He is not wrong that he has opinions that readers would disagree with. Reading chapter two now and I already disagreed with him on some points. 

 

First chapter: Politics Second Chapter, Government. 

 

Interesting that how reading books would affect politic.  I read this one and I like it a lot. It is about social psychology and economic psychology in relation to public policy. David Cameron picked one up because 10 copies were bought and put on the table where he is having a meeting. It is a great book and it does affect on how someone might think of helping in making better public policy. 

Image result for Nudge book

 

What I disagreed with is his view on Thatcher and her privatisation of public utilities. That is rent seeking as said in Price of Inequality. 
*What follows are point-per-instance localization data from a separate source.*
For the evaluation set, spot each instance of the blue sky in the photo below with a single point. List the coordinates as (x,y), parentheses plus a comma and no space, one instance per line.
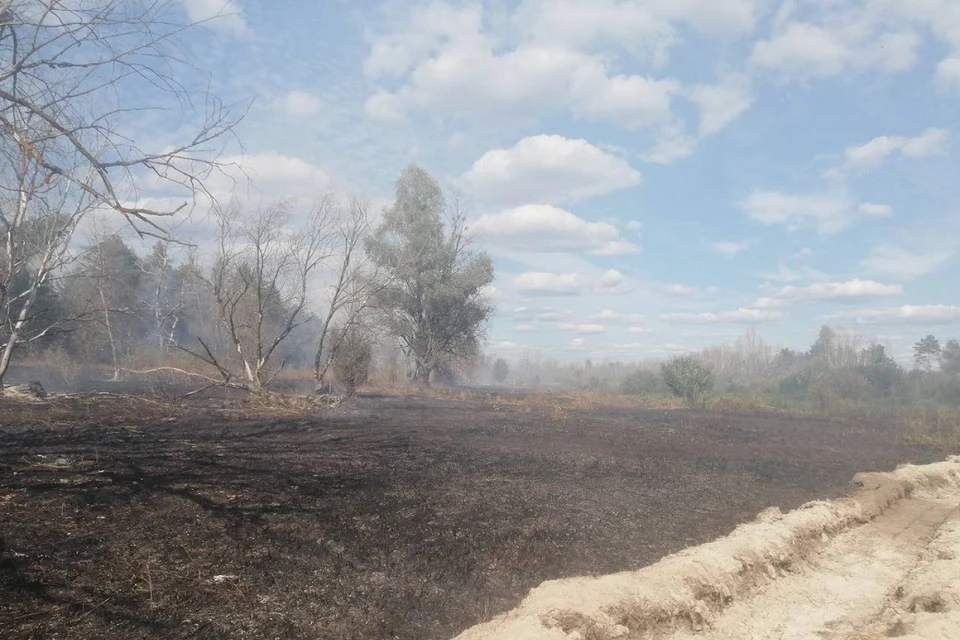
(650,176)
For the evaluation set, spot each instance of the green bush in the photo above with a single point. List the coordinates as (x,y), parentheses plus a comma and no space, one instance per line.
(642,383)
(688,378)
(500,371)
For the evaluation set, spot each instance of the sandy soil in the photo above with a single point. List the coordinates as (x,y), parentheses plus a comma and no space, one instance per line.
(883,562)
(400,518)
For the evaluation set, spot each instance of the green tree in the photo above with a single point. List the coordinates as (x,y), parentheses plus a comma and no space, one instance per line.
(881,371)
(434,303)
(926,353)
(950,357)
(688,378)
(351,359)
(500,370)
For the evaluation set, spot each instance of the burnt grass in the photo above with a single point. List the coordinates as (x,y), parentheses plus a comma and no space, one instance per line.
(388,517)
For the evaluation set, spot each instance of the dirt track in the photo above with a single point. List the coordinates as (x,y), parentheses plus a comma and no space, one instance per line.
(390,517)
(882,563)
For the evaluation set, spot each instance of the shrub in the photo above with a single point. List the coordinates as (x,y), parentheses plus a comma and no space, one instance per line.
(641,383)
(500,371)
(351,359)
(688,378)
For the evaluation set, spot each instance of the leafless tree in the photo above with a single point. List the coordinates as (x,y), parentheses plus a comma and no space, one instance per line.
(260,281)
(352,292)
(77,79)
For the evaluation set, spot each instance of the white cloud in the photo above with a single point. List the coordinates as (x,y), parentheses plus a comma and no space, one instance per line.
(678,290)
(299,103)
(639,329)
(648,27)
(673,146)
(730,248)
(464,69)
(873,210)
(828,213)
(872,154)
(541,314)
(947,77)
(223,15)
(634,102)
(540,283)
(931,142)
(739,316)
(611,279)
(896,262)
(930,314)
(722,103)
(614,317)
(846,291)
(545,228)
(803,50)
(548,168)
(584,329)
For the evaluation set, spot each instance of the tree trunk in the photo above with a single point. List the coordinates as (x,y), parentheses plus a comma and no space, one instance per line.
(422,375)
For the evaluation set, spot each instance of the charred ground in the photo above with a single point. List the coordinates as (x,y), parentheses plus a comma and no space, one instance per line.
(389,517)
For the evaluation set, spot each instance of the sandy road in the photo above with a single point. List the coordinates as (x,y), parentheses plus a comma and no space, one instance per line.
(874,581)
(883,562)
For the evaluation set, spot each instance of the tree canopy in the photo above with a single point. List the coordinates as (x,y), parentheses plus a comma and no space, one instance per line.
(435,303)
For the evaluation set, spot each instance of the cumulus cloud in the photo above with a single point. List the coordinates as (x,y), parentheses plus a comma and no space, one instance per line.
(827,212)
(930,314)
(584,329)
(541,314)
(222,15)
(548,168)
(738,316)
(847,291)
(639,329)
(947,76)
(730,248)
(721,103)
(801,50)
(298,103)
(678,290)
(872,154)
(540,283)
(546,228)
(464,69)
(897,262)
(610,316)
(611,279)
(648,27)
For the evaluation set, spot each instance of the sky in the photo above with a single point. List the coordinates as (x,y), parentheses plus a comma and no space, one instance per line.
(650,176)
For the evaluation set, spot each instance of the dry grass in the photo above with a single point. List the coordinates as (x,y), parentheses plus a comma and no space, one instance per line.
(935,426)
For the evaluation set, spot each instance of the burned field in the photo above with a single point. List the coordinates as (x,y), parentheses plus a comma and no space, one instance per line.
(388,517)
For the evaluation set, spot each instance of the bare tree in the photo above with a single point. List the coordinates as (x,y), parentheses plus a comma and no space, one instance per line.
(163,294)
(352,293)
(260,282)
(77,79)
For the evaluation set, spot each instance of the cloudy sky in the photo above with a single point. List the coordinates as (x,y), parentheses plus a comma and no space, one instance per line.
(650,176)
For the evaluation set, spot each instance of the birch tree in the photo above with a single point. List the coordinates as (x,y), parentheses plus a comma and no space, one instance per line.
(76,81)
(435,303)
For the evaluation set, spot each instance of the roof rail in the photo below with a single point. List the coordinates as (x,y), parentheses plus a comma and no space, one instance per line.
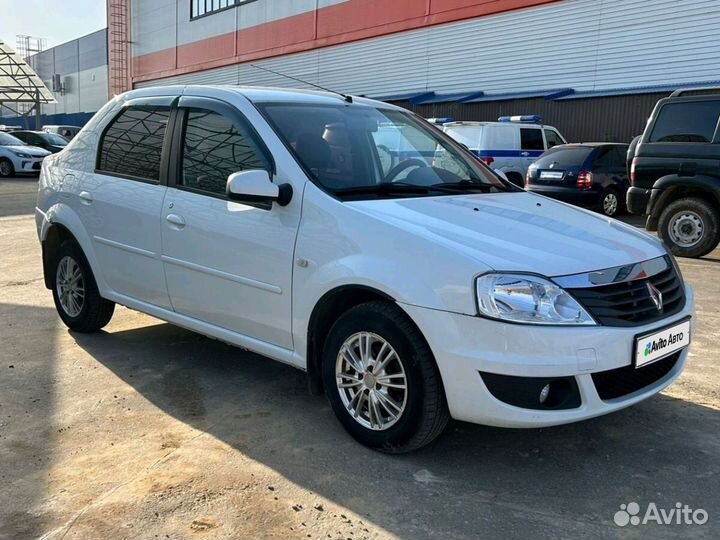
(681,91)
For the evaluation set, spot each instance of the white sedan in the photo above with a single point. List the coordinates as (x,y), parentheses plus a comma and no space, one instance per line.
(18,157)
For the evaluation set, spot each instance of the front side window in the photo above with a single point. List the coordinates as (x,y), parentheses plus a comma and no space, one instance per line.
(132,143)
(531,139)
(686,122)
(9,140)
(366,152)
(215,147)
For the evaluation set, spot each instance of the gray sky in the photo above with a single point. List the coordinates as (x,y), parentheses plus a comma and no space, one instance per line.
(56,20)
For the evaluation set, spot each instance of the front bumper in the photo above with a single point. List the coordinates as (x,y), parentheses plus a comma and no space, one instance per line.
(464,346)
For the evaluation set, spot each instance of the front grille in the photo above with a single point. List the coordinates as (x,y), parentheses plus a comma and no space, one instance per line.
(629,303)
(622,381)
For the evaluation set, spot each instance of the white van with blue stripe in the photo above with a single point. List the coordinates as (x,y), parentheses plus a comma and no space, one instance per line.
(509,145)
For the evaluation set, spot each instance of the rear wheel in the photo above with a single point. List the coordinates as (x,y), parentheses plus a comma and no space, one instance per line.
(6,167)
(690,227)
(610,204)
(75,292)
(381,379)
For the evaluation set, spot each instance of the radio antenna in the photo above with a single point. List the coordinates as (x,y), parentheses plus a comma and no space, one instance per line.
(346,97)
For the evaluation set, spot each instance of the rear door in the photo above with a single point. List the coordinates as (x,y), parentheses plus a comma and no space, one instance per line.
(120,203)
(227,264)
(683,139)
(532,145)
(608,168)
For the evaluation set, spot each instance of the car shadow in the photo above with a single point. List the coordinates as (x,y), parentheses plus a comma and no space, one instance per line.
(473,482)
(27,424)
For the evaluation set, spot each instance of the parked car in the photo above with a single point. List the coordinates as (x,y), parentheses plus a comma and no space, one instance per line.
(675,173)
(18,157)
(64,131)
(449,293)
(509,145)
(592,175)
(42,139)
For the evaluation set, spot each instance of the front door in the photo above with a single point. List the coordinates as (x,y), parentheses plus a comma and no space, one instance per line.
(227,264)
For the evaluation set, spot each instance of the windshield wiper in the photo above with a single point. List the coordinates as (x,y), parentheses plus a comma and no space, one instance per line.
(463,185)
(389,188)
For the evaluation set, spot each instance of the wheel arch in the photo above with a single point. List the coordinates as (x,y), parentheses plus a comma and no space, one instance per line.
(60,224)
(670,188)
(326,311)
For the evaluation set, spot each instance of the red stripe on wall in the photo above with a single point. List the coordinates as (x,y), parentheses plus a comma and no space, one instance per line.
(334,25)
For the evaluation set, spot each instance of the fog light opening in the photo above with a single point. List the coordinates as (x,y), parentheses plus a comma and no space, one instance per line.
(554,393)
(544,393)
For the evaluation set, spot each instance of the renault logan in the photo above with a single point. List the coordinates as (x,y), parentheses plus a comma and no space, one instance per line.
(410,292)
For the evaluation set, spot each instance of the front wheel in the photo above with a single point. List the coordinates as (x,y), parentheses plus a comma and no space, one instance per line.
(382,381)
(690,227)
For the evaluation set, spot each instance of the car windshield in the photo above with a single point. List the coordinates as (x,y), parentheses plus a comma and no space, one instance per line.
(57,140)
(9,140)
(360,151)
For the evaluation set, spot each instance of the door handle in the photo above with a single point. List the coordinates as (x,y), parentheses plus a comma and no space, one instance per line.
(175,220)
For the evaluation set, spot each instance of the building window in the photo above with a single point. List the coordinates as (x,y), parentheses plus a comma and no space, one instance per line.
(198,8)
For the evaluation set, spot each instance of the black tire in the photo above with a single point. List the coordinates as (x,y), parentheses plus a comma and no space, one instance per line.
(603,209)
(7,166)
(425,414)
(694,212)
(95,312)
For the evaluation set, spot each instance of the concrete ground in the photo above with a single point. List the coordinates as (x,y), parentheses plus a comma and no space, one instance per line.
(149,431)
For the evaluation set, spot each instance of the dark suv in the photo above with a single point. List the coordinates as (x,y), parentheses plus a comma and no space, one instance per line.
(675,172)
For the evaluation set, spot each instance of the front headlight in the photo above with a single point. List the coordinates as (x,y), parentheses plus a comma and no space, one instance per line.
(528,299)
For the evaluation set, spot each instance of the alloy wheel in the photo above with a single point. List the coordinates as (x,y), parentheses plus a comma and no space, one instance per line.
(610,204)
(686,228)
(371,381)
(70,286)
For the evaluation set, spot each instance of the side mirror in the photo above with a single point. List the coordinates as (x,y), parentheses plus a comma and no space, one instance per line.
(255,186)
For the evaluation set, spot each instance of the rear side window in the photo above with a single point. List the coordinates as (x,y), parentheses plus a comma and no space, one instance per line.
(531,139)
(553,138)
(611,158)
(686,122)
(571,156)
(214,148)
(132,143)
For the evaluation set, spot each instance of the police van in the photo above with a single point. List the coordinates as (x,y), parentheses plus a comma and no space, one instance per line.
(509,145)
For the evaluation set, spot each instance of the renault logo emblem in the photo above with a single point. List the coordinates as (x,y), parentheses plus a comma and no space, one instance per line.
(655,296)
Image result for The price of inequality

 

50 pages in the book. Will continue this review when I read more. 

 

Chapter on Education is fine in most parts. The factory mode of school is not really good for children with diverse talents. 

 

The boutique schools are mostly for the rich who had choice. As a supplement, that's fine. But the most important of all is to use the resources to make schools better for children.

 

On health care. This is probably his biggest failure so far. He is so anti-centralisation that he failed to see  free market is a bad idea for health care. People are not that smart when it comes to care, with load of money wasted on alternative medicine that is useless. Unless that factor is gone, decentralisation of health care is a bad idea. It is way better to make institutionalised hospitals to do better, to be more humans. After all, those who are committed to the health care professionals are mostly caring persons to start with. So make it more humans via reform is much better than decentralisation.

 

Skipping ahead.

 

The good bit about poverty and how UK combat poverty and try to make it more effectively helping, is pretty good. Some lessons to be learned here. 

 

I disagreed with some of the points but that's understandable. Overall, with 4 chapters left, it is a pretty good book that worth reading, and recommend to friends as a starting point in talking about big issues that matter. 

 

The final few chapters are pretty standard and good. 

 

Overall, it is a thought provoking books to make one think of the society one is living in and ways one could assist to improve it to make it more human while respecting nature more.

 

Highly recommended. Especially for those who are more aware of how policy has impact in real life.